Bir yarış atının, özellikle dörtnala koşarken, bacak kemiklerine çok fazla yük biner. Bu kadar fazla basınca maruz kalan bacak kemiklerinin de zayıf yerlerinden kolaylıkla kırılabileceği düşünülebilir. Ancak böyle bir şeyin gerçekleşmez. Bu, atın yaratılışındaki üstün tasarımdan kaynaklanmaktadır.
Bir at hareket ettikçe bacaklarına binen yükün çoğu bacaktaki üçüncü metakarp kemiği tarafından karşılanır. Yaklaşık 25 cm. boyundaki bu kemiğin bir yüzünde damarların kemiğe giriş yaptığı, fasulye büyüklüğünde bir delik bulunur. Bir malzemede delik bulunması normalde onu zayıflatan bir etkendir. Katı cisimlerin üzerine kuvvet uygulandığında kırılmanın başlayacağı ilk yer deliğin bulunduğu noktadır. Metakarp kemiği ise fizik kurallarını sanki altüst edercesine bu delikten kırılmaz. Bu kemik laboratuvarda defalarca kırılmış, ancak delik kısmının daima sağlam kaldığı görülmüştür. Çünkü deliğin etrafındaki doku mikroskobik ölçekte öyle özel bir şekilde düzenlenmiştir ki, deliğe uygulanan basınç adeta emilerek kemiğin geneline yayılır. Atın bacağını koruyan bu özel tasarım uçak mühendislerinin de dikkatini çekmiştir. Çünkü uçakların gövdesinde bulunan ve elektrik kablolarının, yakıt ve hidrolik borularının geçirildiği delikleri güçlendirmek önemli bir sorundur. Bu sorunu aşmanın yollarını arayan Doç. Dr. Andrew Rapoff, bir plaka üzerinde atın kemiğindeki deliği taklit etmiş ve defalarca denemesine karşın plaka delikten kırılmamıştır.

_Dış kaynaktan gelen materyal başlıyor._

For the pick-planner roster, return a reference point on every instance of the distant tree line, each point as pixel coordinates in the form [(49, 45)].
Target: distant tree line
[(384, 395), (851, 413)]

Rapoff artık uçak gövdelerindeki delikleri kemikteki delikler gibi tasarlıyor. Atlardaki bu mükemmel sistem yaratılış gerçeğinin bir örneğidir. Ve etrafımızda bunun gibi Rabbimiz'in üstün sanatını gösteren daha pek çok örnek vardır. (Harun Yahya, Doğadaki Mühendislik)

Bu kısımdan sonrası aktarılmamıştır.